Audit, compliance, formation

Bien plus que la taille de l'entreprise, c'est le marché en cause qui permettra de déterminer le degré d'exposition de l'entreprise à des pratiques anticoncurrentielles. Un audit bien mené doit aboutir à tracer un état des lieux identifiant les domaines d'infraction et les risques éventuels. Il débouchera sur un programme de compliance dont l'objectif sera de rendre conformes aux règles de concurrence les pratiques de l'entreprise et d'assurer une cessation complète des éventuelles infractions identifiées. Différentes procédures internes peuvent êtres mises au point qui passent par la désignation d'un compliance officer, la mise en place d'un dispositif d'alerte professionnelle par lequel les employés pourront confidentiellement faire part de leurs réserves en la matière à la personne responsable.

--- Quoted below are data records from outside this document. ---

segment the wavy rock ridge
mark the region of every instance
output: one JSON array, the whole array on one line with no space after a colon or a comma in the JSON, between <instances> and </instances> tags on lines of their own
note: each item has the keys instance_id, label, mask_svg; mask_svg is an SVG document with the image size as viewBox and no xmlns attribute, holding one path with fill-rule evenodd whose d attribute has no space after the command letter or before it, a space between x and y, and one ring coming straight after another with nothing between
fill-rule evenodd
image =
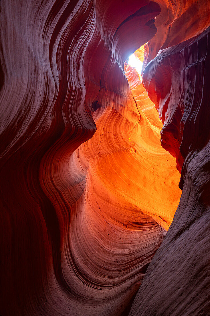
<instances>
[{"instance_id":1,"label":"wavy rock ridge","mask_svg":"<svg viewBox=\"0 0 210 316\"><path fill-rule=\"evenodd\" d=\"M1 314L127 315L151 260L131 314L209 310L209 6L185 2L0 3ZM124 69L148 41L144 85L162 145L184 163L160 248L179 176ZM186 290L196 276L201 298ZM172 291L160 305L159 286Z\"/></svg>"}]
</instances>

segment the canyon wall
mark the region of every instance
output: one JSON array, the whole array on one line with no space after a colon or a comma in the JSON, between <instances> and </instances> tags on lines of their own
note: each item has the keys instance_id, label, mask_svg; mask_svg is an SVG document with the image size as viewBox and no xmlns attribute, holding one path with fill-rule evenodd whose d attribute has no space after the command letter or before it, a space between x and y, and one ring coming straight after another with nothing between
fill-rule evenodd
<instances>
[{"instance_id":1,"label":"canyon wall","mask_svg":"<svg viewBox=\"0 0 210 316\"><path fill-rule=\"evenodd\" d=\"M145 67L163 123L162 144L176 158L183 192L131 315L210 314L210 32L160 50Z\"/></svg>"},{"instance_id":2,"label":"canyon wall","mask_svg":"<svg viewBox=\"0 0 210 316\"><path fill-rule=\"evenodd\" d=\"M163 147L179 171L184 161L184 188L131 313L144 302L156 314L173 278L182 288L176 256L189 264L194 253L194 277L206 284L208 31L190 39L209 17L204 1L156 2L0 2L1 315L129 313L181 193L145 88ZM148 41L144 87L126 60ZM175 311L179 293L168 301Z\"/></svg>"}]
</instances>

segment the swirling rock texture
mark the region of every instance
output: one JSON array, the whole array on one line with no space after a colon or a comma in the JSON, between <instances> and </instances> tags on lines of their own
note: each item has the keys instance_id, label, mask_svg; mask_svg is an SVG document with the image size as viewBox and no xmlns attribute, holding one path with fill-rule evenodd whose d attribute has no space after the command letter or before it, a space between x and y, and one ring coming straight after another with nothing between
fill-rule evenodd
<instances>
[{"instance_id":1,"label":"swirling rock texture","mask_svg":"<svg viewBox=\"0 0 210 316\"><path fill-rule=\"evenodd\" d=\"M132 314L207 310L209 6L189 2L1 1L1 315L127 315L149 264ZM160 248L180 174L127 66L148 41L184 162Z\"/></svg>"},{"instance_id":2,"label":"swirling rock texture","mask_svg":"<svg viewBox=\"0 0 210 316\"><path fill-rule=\"evenodd\" d=\"M209 9L206 3L203 12L209 19ZM186 25L190 19L183 21ZM196 33L207 25L204 21ZM158 36L162 49L145 61L144 84L164 123L162 146L176 157L181 170L183 192L130 315L210 314L210 27L183 41L195 35L194 27L190 25L183 37L170 39L169 44L163 45ZM177 40L181 42L167 47ZM151 45L146 49L148 56Z\"/></svg>"}]
</instances>

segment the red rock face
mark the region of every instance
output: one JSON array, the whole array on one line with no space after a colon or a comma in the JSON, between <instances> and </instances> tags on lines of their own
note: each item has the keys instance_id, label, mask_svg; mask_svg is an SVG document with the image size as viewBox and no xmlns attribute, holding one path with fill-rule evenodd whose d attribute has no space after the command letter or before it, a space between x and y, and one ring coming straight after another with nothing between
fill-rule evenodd
<instances>
[{"instance_id":1,"label":"red rock face","mask_svg":"<svg viewBox=\"0 0 210 316\"><path fill-rule=\"evenodd\" d=\"M210 32L160 51L143 75L164 123L162 145L182 167L183 191L130 315L210 313Z\"/></svg>"},{"instance_id":2,"label":"red rock face","mask_svg":"<svg viewBox=\"0 0 210 316\"><path fill-rule=\"evenodd\" d=\"M131 314L208 314L209 4L156 2L0 2L1 315L127 315L151 260Z\"/></svg>"}]
</instances>

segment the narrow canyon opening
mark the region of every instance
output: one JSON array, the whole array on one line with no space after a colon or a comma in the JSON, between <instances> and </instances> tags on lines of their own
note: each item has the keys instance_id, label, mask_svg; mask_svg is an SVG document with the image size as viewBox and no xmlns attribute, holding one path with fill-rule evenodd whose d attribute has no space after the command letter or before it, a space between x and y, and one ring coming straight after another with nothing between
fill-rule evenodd
<instances>
[{"instance_id":1,"label":"narrow canyon opening","mask_svg":"<svg viewBox=\"0 0 210 316\"><path fill-rule=\"evenodd\" d=\"M210 13L0 1L0 315L210 315Z\"/></svg>"}]
</instances>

Tout ceci implique une formation du management et du personnel aux impératifs du droit de la concurrence. Cette formation doit également passer par une sensibilisation à la conduite à adopter vis-à-vis des autorités européennes ou belge de la concurrence. Dans des entreprises à risque, une véritable procédure doit être mise sur pied pour préparer les perquisitions que nous évoquions, le cas échéant avec la collaboration d'un cabinet d'avocats spécialisés.

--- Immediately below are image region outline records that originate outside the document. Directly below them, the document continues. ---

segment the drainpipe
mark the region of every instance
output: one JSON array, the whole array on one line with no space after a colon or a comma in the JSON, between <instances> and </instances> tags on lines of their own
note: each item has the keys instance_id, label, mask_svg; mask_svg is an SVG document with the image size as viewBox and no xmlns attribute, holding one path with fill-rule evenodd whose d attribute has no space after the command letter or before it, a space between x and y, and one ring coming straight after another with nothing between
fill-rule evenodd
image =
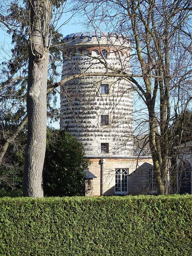
<instances>
[{"instance_id":1,"label":"drainpipe","mask_svg":"<svg viewBox=\"0 0 192 256\"><path fill-rule=\"evenodd\" d=\"M102 164L102 195L103 195L103 181L104 181L104 165L105 163L105 159L101 159L101 164Z\"/></svg>"}]
</instances>

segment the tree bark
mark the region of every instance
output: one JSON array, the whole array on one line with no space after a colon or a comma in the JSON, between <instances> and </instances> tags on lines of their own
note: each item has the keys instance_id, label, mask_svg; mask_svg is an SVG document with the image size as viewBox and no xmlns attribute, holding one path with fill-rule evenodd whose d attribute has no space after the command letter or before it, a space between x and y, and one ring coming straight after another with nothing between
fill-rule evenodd
<instances>
[{"instance_id":1,"label":"tree bark","mask_svg":"<svg viewBox=\"0 0 192 256\"><path fill-rule=\"evenodd\" d=\"M28 131L23 179L24 196L43 197L42 173L46 147L49 0L30 2L31 39L27 96Z\"/></svg>"}]
</instances>

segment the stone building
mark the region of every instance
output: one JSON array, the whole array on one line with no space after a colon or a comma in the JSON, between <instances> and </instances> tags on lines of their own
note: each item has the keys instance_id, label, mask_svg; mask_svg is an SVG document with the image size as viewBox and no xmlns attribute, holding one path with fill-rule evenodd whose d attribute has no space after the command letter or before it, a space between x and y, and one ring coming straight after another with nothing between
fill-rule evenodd
<instances>
[{"instance_id":1,"label":"stone building","mask_svg":"<svg viewBox=\"0 0 192 256\"><path fill-rule=\"evenodd\" d=\"M96 177L93 195L153 193L149 149L134 146L133 139L131 83L102 74L116 69L130 73L127 41L121 35L86 32L68 35L64 42L62 78L89 74L61 88L60 128L84 144L92 161L89 170Z\"/></svg>"}]
</instances>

La clémence ; une arme redoutable à utiliser avec précautions.

Une fois identifiés les risques qui pèsent sur l'entreprise et arrêté un programme de compliance interne, se pose la question de la stratégie externe de l'entreprise. En fonction du risque qui pèse sur elle doit-elle s'engager dans une démarche de clémence ? Prévue en droit belge comme en droit européen, la clémence consiste à dénoncer à l'autorité de la concurrence les comportements infractionnels auxquels l'entreprise a participé en vue d'obtenir une immunité totale. Celle-ci n'est accordée que si l'entreprise concernée est la première a dénoncer l'entente. Sa coopération doit alors être totale. Toutes les preuves, tous les documents utiles doivent être remis aux autorités. Des clémences partielles peuvent également être accordées en fonction de moment de la dénonciation. Souvent considérée comme fort peu sympathique, la clémence peut toutefois éviter à une entreprise de considérables déboires. Véritable procédure de dénonciation, elle constitue aussi une arme redoutable qu'il conviendra de manier avec beaucoup de prudence. Elle peut en effet se retourner contre son initiateur dans l'hypothèse où les conditions ne sont pas remplies ou si la première dénonciation en amènent d'autres périphériques.

Paradoxalement, alors que le droit de la concurrence belge ou européen est devenu l'une des branches du droit les plus médiatisées : affaire Microsoft, téléphonie mobile, fret aérien ; alors que les perquisitions des autorités de la concurrence ou les décisions de la Commission et du Tribunal de l'Union européenne font l'objet de nombreux compte-rendu dans la presse, il reste encore peu connu de l'entreprise. Ce sont essentiellement les grandes entreprises et les filiales de multinationales américaines ou asiatiques qui disposent de programmes de compliance rodés. Le droit de la concurrence ne s'intéresse pourtant pas qu'à celles-ci. En fonction du marché en cause, des structures beaucoup moins importantes peuvent, sur le plan national voire européen, s'aventurer dans des ententes prohibées ou des pratiques anticoncurrentielles. Et dans ce domaine là, comme dans d'autres, la prévention est toujours moins coûteuse et moins et douloureuse que la répression.